Drs. Min Liu and Yuanjie Pang, along with a team of graduate students and post-doctoral fellows in U of T Engineering, have developed a technique powered by renewable energies such as solar or wind. The catalyst takes climate-warming carbon-dioxide (CO2) and converts it to carbon-monoxide (CO), a useful building block for carbon-based chemical fuels, such as methanol, ethanol and diesel.

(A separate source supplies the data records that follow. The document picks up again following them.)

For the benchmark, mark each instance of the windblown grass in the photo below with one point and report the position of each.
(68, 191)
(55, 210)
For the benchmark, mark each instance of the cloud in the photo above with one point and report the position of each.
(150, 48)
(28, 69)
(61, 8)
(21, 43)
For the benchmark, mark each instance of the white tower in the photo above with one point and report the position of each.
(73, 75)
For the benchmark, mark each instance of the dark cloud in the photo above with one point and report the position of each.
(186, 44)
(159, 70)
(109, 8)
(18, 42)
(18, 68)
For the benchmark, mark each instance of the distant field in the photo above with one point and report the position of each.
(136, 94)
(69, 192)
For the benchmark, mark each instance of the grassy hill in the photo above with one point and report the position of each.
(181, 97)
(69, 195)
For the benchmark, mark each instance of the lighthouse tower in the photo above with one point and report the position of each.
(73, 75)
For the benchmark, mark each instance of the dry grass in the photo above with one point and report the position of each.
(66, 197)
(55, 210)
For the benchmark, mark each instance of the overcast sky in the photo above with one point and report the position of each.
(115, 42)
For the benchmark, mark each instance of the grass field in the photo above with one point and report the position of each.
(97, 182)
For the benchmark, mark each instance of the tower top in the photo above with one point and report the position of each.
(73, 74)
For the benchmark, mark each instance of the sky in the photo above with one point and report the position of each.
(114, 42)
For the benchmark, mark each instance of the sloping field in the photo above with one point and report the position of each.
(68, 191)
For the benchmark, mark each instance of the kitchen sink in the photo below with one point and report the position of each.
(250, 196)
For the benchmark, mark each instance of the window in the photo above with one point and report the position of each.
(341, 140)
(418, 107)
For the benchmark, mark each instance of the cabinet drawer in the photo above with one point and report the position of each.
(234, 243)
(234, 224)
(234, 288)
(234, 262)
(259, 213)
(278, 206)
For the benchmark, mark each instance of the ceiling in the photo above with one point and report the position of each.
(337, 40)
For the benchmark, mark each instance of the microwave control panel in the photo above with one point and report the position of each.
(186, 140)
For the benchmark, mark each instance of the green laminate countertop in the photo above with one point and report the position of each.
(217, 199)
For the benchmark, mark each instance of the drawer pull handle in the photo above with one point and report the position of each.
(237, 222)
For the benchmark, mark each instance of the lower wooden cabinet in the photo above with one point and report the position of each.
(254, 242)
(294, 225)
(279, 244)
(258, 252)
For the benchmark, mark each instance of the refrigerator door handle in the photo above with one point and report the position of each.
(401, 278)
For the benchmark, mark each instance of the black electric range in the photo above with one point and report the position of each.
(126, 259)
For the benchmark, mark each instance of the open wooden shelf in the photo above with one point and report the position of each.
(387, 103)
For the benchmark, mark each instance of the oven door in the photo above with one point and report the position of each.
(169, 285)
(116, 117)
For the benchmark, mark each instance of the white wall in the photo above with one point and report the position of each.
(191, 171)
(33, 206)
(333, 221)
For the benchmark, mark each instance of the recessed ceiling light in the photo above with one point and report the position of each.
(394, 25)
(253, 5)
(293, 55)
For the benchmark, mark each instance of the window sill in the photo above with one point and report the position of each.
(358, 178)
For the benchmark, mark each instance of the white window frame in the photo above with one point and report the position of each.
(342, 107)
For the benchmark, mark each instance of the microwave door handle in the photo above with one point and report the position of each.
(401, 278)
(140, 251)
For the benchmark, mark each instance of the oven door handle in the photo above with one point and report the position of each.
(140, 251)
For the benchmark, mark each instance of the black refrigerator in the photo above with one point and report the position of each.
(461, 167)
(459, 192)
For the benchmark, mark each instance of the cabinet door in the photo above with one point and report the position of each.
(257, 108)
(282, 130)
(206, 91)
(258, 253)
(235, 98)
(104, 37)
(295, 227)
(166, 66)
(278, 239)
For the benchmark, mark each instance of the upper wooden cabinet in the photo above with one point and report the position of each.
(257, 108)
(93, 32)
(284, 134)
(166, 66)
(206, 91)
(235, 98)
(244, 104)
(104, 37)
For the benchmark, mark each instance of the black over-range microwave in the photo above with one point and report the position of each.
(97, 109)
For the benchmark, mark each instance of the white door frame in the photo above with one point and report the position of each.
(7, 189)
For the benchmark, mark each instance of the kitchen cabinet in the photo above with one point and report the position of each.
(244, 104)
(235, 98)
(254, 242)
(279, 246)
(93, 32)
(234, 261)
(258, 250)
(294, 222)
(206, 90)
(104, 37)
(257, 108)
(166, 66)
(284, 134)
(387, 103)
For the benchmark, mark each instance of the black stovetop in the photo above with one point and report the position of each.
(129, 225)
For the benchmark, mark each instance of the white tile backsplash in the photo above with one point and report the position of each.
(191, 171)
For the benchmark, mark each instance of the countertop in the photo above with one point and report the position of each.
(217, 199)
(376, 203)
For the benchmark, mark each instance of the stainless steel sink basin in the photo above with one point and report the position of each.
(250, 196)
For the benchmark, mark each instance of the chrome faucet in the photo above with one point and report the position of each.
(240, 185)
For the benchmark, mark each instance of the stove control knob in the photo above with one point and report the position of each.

"CO2 reduction is an important challenge due to inertness of the molecule," says Liu. "We were looking for the best way to both address mounting global energy needs and help the environment," adds Pang. "If we take CO2 from industrial flue emissions or from the atmosphere, and use it as a reagent for fuels, which provide long-term storage for green energy, we're killing two birds with one stone."
The team's solution is sharp: they start by fabricating extremely small gold "nanoneedles" -- the tip of each needle is 10,000 times smaller than a human hair. "The nanoneedles act like lightning rods for catalyzing the reaction," says Liu.
When they applied a small electrical bias to the array of nanoneedles, they produced a high electric field at the sharp tips of the needles. This helps attract CO2, speeding up the reduction to CO, with a rate faster than any catalyst previously reported. This represents a breakthrough in selectivity and efficiency which brings CO2 reduction closer to the realm of commercial electrolysers. The team is now working on the next step: skipping the CO and producing more conventional fuels directly.
Their work is published in the journal Nature.
"The field of water-splitting for energy storage has seen rapid advances, especially in the intensity with which these reactions can be performed on a heterogeneous catalyst at low overpotential -- now, analogous breakthroughs in the rate of CO2 reduction using renewable electricity are urgently needed," says Michael Graetzel, a professor of physical chemistry at École Polytechnique Fédérale de Lausanne and a world leader in this field. "The University of Toronto team's breakthrough was achieved using a new concept of field-induced reagent concentration."
"Solving global energy challenges needs solutions that cut across many fields," says Sargent. "This work not only provides a new solution to a longstanding problem of CO2 reduction, but opens possibilities for storage of alternative energies such as solar and wind."
This work was sparked by a $1-million grant from the University of Toronto's Connaught Global Challenge fund, which united the multidisciplinary team to develop new bio-inspired energy conversion techniques. The project leveraged expertise from across the University of Toronto, including Professor Eugenia Kumacheva in the Department of Chemistry, Professor Shana Kelley in the Faculty of Pharmacy, and Professor David Sinton in the Department of Mechanical & Industrial Engineering.